I really don’t. The amount of volume that we’re talking about, even in the highest case, gets sorted on high-speed sorting machines, of which they still have more than they really need to get the job done on a daily basis. They can process that mail without a problem, and that mail is going to a small, defined number of destination points. They’ve got the firepower to get it done.
I think the key thing is to recognize that if you’re looking at the entire process, the Postal Service is only one entity. And I contend that entity can and will function effectively. It’s working hard with partners in the process. You’ve got the election boards that have to design a ballot and then work with a contractor who’s going to print and mail the ballot. And the Postal Service has come up with a detailed set of instructions on that. That should be followed by the election boards as well as their contractors to make sure the addresses are proper, to make sure every piece of mail in the system can be tracked exactly where it is. What better way of being able to prove exactly where you are in the process and how many ballots are still outstanding, who got their ballots, and who still hasn’t gotten their ballots? If they do all of the things that are recommended and do them as early as possible, not wait till the last minute, you’re going to have a successful vote.

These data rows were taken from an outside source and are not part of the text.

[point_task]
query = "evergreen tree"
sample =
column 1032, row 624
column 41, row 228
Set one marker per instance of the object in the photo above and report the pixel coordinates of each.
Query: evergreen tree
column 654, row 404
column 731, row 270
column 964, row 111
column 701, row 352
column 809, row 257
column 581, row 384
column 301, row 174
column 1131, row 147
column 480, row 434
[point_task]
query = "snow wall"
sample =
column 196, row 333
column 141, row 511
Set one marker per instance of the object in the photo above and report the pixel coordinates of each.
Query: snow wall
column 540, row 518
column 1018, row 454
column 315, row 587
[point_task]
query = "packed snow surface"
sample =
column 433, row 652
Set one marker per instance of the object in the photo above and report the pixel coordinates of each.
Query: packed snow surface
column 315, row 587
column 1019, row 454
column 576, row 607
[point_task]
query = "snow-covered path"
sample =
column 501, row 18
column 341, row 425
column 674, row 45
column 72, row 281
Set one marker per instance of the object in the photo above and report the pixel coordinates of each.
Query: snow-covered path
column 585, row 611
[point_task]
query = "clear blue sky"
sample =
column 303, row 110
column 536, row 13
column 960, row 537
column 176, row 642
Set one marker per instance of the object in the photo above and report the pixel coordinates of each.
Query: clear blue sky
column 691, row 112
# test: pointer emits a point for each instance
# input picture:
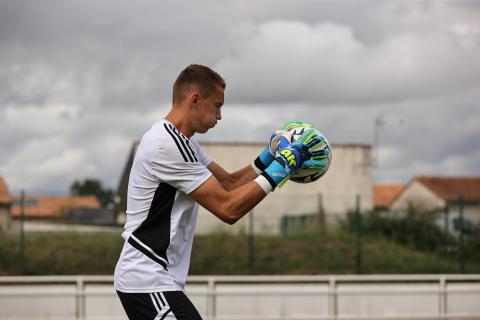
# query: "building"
(436, 193)
(328, 199)
(51, 207)
(5, 206)
(384, 194)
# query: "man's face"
(209, 110)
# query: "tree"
(94, 187)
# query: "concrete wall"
(419, 196)
(258, 297)
(5, 222)
(350, 174)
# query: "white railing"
(258, 297)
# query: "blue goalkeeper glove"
(292, 156)
(267, 155)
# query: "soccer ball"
(307, 175)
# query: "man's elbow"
(229, 215)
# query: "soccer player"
(170, 176)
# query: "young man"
(170, 176)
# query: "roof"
(52, 206)
(384, 194)
(452, 188)
(5, 197)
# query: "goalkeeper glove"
(268, 154)
(292, 156)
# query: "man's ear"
(194, 97)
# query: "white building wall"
(419, 196)
(333, 195)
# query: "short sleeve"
(201, 155)
(184, 176)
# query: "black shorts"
(166, 305)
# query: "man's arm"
(231, 181)
(228, 205)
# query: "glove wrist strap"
(275, 173)
(262, 161)
(264, 184)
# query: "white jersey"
(161, 216)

Again, the Postal Service has done this for so long that it thinks it knows what it’s doing. And the instructions it lays out are very specific, very detailed, and, if followed, very successful. It has 500 coordinators named to work with the roughly 11,000 election boards around the country to make sure that if there are any questions, any problems, they know exactly whom to call, and that person knows exactly what the right answers are. The Postal Service, in my opinion, has done a lot of the things necessary to set up for success in this country for a dramatic increase in mail voting.
It sounds like the organizational and institutional challenge is one you are confident can be handled, because, just as of a matter of course, it’s easier to get things mailed from 100 million places to go to a much, much smaller number of places than it is to do the opposite, to get them from a small number of places out to 100 million. So mailing your ballot shouldn’t be a problem. But it sounds like there is a confidence problem, that somebody ought to be speaking with a big voice about whether they can trust the post office. And yet the president of the United States is actively undermining that conversation. Is that a problem for the USPS?

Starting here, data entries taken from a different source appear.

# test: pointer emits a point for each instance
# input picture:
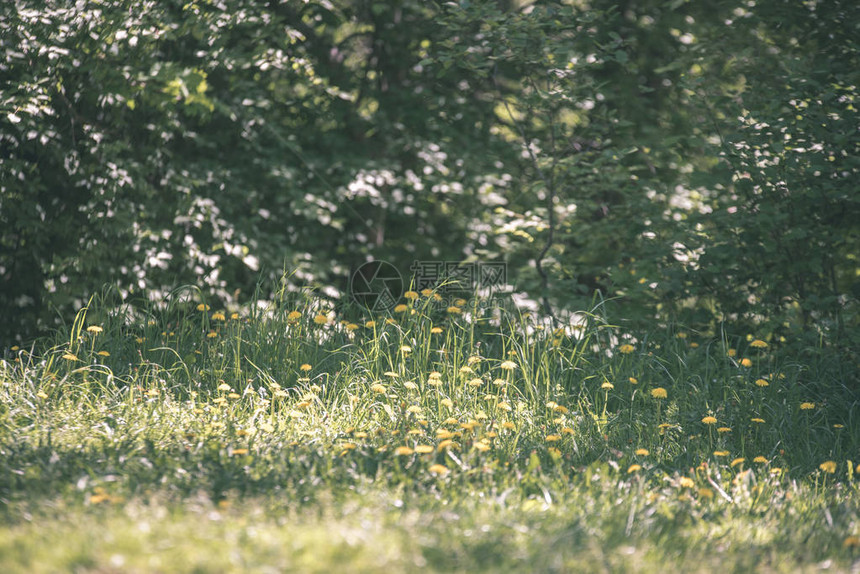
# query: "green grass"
(193, 441)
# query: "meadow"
(441, 436)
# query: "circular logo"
(376, 285)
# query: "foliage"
(692, 160)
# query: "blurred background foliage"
(697, 161)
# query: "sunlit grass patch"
(280, 404)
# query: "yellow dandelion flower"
(481, 446)
(445, 444)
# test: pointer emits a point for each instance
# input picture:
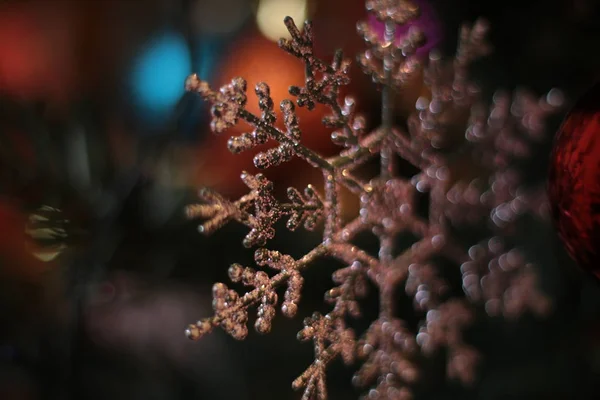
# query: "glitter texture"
(495, 276)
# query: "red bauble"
(574, 182)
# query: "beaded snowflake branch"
(493, 274)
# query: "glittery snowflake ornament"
(495, 275)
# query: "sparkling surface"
(574, 184)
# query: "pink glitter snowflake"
(494, 275)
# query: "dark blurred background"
(100, 150)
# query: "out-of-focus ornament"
(155, 90)
(36, 51)
(574, 182)
(47, 229)
(270, 13)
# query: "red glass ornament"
(574, 182)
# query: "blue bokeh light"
(158, 74)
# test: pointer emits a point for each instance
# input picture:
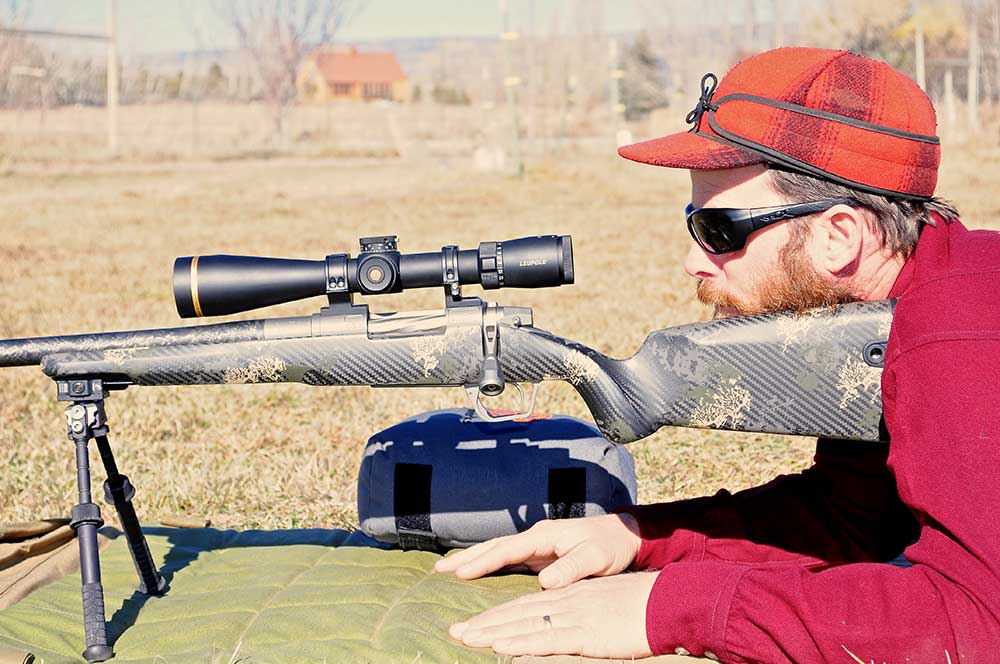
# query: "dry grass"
(91, 249)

It’s certainly a problem for the Postal Service. it’s a bigger problem for our democratic process. You want people to be able to vote. And people who can’t get to polls, you want them to feel comfortable. When people don’t have confidence in that and don’t use it, can’t get to the polling places, and don’t vote—that’s a problem for our democracy.

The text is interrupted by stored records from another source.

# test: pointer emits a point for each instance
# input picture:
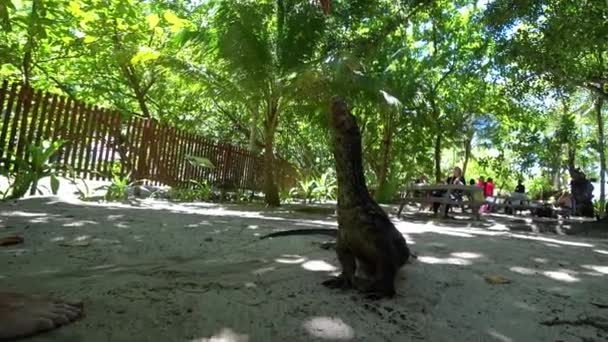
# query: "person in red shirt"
(488, 192)
(489, 188)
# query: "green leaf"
(153, 20)
(54, 184)
(145, 54)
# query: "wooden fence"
(100, 140)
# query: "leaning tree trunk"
(438, 157)
(253, 130)
(600, 144)
(387, 140)
(271, 191)
(467, 154)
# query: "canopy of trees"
(506, 89)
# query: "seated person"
(520, 188)
(565, 201)
(455, 178)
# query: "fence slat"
(94, 140)
(71, 143)
(42, 117)
(12, 95)
(85, 140)
(22, 141)
(116, 122)
(12, 135)
(37, 102)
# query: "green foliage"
(516, 80)
(315, 189)
(26, 174)
(199, 191)
(118, 190)
(387, 193)
(200, 162)
(539, 188)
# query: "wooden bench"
(473, 195)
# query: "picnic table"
(472, 196)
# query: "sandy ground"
(156, 271)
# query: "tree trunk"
(34, 22)
(253, 130)
(271, 191)
(600, 142)
(438, 177)
(571, 159)
(467, 154)
(387, 139)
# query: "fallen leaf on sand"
(11, 240)
(496, 280)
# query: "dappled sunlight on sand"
(444, 261)
(411, 228)
(19, 213)
(564, 275)
(525, 306)
(597, 268)
(79, 223)
(329, 328)
(467, 255)
(263, 270)
(225, 335)
(561, 276)
(102, 267)
(291, 259)
(550, 240)
(523, 270)
(499, 336)
(319, 266)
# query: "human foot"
(25, 315)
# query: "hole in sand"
(226, 335)
(445, 261)
(329, 328)
(318, 266)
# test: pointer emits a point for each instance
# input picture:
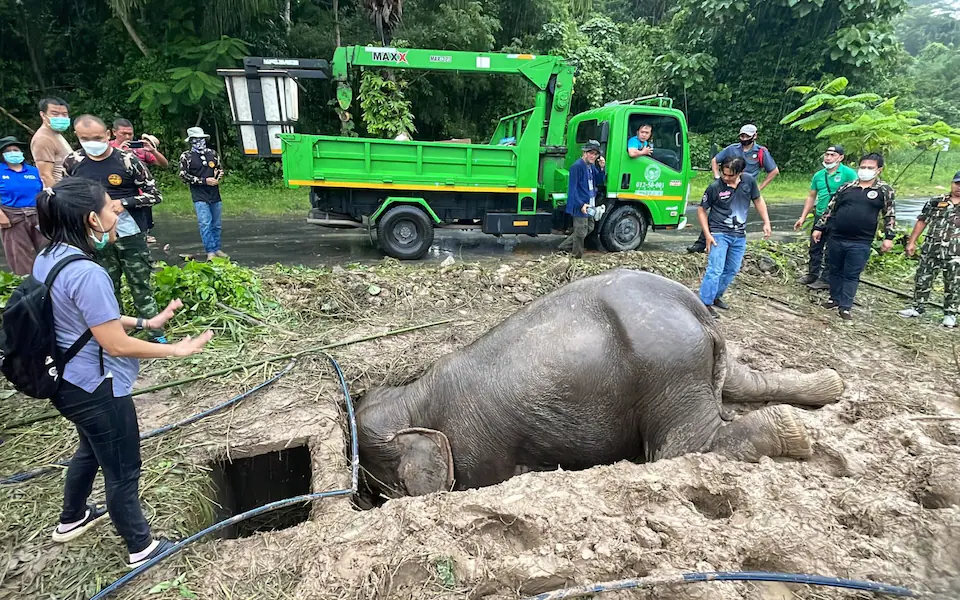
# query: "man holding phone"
(146, 150)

I guess the takeaways are: Get ready early, and if you’re an individual voter, mail as soon as you can. Is that fair?
Absolutely right. The other big thing: If you have moved since the last time you voted, you will not get a ballot because the Postal Service cannot forward election mail. If the only address the election board has is your last address that you no longer live at, you need to update that. You need to get that information to the election boards as soon as you possibly can. Everyone who’s been evicted, or has moved for any reason, needs to get to their post office and put in a change of address wherever you are going to be, and needs to contact their election board to make sure that the it knows that you’re not at your last location. Even if you move in the same apartment building from No. 11 to No. 31, mail cannot be forwarded to that other box by law. That’s a big, big deal that a lot of people just don’t recognize. But once you’ve done that, mail early.